I was a bit late in getting to it, but I was pleasantly surprised by P.W. Singer and August Cole’s Ghost Fleet. It took a bit of effort to get into it, but the temporal leap the novel takes into years after a second Pearl Harbor attack allows for some very interesting worldbuilding. The United States has been taken down a peg and enjoys little to none of its previous dominance. What does the post-hegemonic era look like for America? How, in the fabled era of “degraded ISR,” can American armed forces operate and conduct operations? While we’re living through that transition now, Singer and Cole explore what that future might actually resemble.
Riddled throughout with trenchant criticisms of the current political-military-industrial complex (such as a “Big Two” defense contractors, numerous references to the failings of the F-35, and the Air Force’s institutional resistance to unmanned air-to-air platforms), the vision fleshed out in Ghost Fleet is not a flattering one to our current state of affairs. At times the references are a bit on the nose, but the degree of underlying wit makes up for it.
If nothing else, the opening sequence helps explain even to the layman the importance of sensor platforms and space-based assets, the US military’s dependence on them, and their exquisite vulnerability. Finite quantities of ship-launched missiles and other material become apparent in a way that can be challenging to discern in real-life operations.
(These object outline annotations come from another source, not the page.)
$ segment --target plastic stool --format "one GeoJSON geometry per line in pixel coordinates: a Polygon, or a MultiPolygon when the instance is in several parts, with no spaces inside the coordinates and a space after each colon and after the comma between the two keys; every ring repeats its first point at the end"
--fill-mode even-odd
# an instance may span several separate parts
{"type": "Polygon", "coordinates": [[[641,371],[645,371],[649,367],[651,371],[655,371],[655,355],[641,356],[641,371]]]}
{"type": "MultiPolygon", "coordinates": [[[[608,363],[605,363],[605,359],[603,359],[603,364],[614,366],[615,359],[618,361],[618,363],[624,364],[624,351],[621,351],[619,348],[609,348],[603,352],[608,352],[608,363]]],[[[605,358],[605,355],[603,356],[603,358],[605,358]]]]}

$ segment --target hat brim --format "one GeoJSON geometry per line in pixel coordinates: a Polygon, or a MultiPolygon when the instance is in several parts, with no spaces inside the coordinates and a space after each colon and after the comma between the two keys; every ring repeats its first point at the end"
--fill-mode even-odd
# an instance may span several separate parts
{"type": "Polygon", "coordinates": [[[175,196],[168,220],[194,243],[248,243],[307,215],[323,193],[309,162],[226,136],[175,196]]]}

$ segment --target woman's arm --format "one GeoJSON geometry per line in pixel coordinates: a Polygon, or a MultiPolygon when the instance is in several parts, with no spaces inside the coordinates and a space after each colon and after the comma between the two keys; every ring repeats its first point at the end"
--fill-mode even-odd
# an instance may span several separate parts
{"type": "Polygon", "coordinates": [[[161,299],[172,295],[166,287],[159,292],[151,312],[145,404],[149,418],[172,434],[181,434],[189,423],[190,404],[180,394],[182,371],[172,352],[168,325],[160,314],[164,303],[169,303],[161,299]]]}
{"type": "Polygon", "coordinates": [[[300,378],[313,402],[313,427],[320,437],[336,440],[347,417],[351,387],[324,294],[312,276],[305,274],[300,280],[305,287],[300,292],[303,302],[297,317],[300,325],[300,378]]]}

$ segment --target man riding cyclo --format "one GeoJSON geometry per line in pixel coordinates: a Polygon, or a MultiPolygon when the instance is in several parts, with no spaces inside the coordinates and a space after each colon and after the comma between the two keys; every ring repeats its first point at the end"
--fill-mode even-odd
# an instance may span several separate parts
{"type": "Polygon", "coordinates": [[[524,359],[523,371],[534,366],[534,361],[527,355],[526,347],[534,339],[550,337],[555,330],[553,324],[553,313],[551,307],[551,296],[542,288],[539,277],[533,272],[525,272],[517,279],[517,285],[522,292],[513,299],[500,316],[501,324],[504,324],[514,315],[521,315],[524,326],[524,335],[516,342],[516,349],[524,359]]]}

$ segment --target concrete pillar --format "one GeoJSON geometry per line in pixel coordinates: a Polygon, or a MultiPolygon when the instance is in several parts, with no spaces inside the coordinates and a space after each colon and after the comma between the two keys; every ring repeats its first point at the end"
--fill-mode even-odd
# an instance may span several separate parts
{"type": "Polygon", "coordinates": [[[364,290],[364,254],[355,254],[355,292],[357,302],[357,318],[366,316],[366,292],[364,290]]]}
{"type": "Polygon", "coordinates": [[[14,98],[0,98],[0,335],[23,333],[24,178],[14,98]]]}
Our reliance on Chinese-produced microchips and other advanced technology becomes a easily-exploitable Achilles’ Heel, in a manner all too reminiscent of the Battlestar Galactica pilot miniseries.
A new techno-thriller is, of course, cause for comparison to Tom Clancy, and where this far outshines him is in its willingness to critique technology and current trends in military procurement rather than lauding it unreservedly, while crafting somewhat multi-dimensional characters (some of whom are even not white!). And as I’ve written before, even if wrong in the details, fiction like this helps broaden the aperture a bit and convey the potentialities of future conflict. If not China, then Russia; if not the F-35, then perhaps the long-range strike bomber: things will go wrong, technologies will fail, and the United States may well be caught unawares. Hopefully, with novels such as Ghost Fleet illustrating the cost of unpreparedness, it will be possible to forestall the future it envisions.
A few years ago, some sort of switch got flipped in my brain and all of a sudden I became far more capable of and willing to plow through half a dozen novels in a single stretch than to finish a single non-fiction book. Recently, equilibrium has been at least somewhat restored, but I continue to find myself immersed in fiction in a way that I rarely was before.
Some recent reading has included a pair of Larry Bond novels from the late 1980s and early 1990s, Vortex and Cauldron. Larry Bond is most famously, of course, the man who helped Tom Clancy game out many of his books’ wartime scenarios (and Bond co-wrote Red Storm Rising with Clancy). I hadn’t known Bond as an author in his own right, but recently read those two works of his in succession.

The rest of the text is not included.